“I do not lie to you.” by Julia on her bed


Tuesday April 12, 2016
9:51pm
5 minutes
from a text

When you ask me for the truth I gladly give it. Not to everyone, but to you, I don’t how not to. I remember sitting with you in a dusty bar a year and a half after first meeting you and feeling like that was the first time I actually got to know you. You said some profound shit and you were as lucid as I’d seen you. I preferred you like that. I wonder if you noticed me opening to you too. If you noticed me sharing more secrets or more weaknesses or more dreams laced in marijuana and vulnerability. We are close now like a weird combination of two unlikely flavours that you avoid combining at first because the idea puts you off, but that no longer surprises you once they’ve been mixed together and tasted and enjoyed.

So now. We’re both here: you in love with someone who loves you even more than you love him, and me in love with someone who loves me for reasons I will never comprehend, and we still have each other when we’re dying or when we’re thriving. You ask me if you think you deserve to be happy. I say yes. You ask me if you made mistakes. I say yes. You ask me if I’m happy. I say yes. You ask me if when the world ends, can we hold hands in a tulip garden. I say yes.

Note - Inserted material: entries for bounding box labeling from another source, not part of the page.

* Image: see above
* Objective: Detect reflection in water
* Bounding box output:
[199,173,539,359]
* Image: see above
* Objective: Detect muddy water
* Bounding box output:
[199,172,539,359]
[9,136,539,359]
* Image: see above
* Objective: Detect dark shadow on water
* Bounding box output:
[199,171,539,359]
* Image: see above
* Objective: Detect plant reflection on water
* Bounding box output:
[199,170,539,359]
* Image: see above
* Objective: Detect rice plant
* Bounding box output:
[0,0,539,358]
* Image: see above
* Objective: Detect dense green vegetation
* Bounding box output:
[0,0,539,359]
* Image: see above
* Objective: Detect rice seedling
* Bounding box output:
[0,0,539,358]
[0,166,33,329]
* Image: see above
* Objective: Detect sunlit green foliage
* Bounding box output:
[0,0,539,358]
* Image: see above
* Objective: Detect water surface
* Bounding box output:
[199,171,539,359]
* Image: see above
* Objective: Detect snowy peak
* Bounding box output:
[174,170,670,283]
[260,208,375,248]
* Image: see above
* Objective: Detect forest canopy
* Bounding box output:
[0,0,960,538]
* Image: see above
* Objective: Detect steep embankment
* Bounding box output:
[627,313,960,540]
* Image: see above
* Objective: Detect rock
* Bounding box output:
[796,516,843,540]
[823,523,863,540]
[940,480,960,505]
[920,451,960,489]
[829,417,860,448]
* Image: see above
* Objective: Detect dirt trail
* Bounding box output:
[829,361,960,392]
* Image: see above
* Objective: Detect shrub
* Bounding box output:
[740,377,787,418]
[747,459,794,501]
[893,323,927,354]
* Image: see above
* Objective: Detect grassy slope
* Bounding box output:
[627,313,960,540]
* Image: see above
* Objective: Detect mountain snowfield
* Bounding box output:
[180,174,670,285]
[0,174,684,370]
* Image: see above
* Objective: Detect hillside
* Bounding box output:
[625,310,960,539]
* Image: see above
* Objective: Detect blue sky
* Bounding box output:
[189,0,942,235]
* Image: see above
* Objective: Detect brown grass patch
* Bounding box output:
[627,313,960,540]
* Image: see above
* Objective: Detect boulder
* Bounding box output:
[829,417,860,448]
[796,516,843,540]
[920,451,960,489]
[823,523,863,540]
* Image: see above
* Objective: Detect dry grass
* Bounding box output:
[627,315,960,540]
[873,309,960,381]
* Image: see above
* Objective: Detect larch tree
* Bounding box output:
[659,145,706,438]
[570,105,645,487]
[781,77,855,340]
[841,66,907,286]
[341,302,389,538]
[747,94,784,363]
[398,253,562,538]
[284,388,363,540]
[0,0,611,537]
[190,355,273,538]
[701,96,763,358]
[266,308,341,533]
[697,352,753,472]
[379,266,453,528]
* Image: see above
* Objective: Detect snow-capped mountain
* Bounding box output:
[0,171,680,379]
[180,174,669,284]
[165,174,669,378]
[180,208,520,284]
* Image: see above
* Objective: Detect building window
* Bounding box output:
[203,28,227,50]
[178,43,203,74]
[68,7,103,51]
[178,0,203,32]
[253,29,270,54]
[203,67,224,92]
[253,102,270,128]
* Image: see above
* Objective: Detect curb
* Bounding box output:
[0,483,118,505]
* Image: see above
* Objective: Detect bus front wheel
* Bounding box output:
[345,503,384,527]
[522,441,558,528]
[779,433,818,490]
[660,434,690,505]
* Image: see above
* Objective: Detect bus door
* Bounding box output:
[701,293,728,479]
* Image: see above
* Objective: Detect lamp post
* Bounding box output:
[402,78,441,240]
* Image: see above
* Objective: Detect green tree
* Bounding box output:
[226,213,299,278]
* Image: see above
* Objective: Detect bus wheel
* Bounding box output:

“This never happened before.” by Julia on the 99


Monday April 11, 2016
11:39pm
5 minutes
overheard on the 99

You tell me you love me like a bazillion times a day and I say it back maybe once? Twice if I’m in a good mood. I wonder it it bothers you that I say I love pizza more than I say I love your lips or your hands or whatever nice shit you say to me. You don’t seem bothered. You seem normal. Not even phased. I assume because you must believe you’re hearing me return your sentiments every time you say them cause otherwise your heart would need mending. And I’m saying you seem fine so I imagine you feel great about needing to express yourself so much and being with a person who needs coffee before speaking to you and who wants to be left alone for the first 40 minutes after returning home. I used to think saying I love you meant meaning it. If you asked me now I’d say it had nothing to do with that.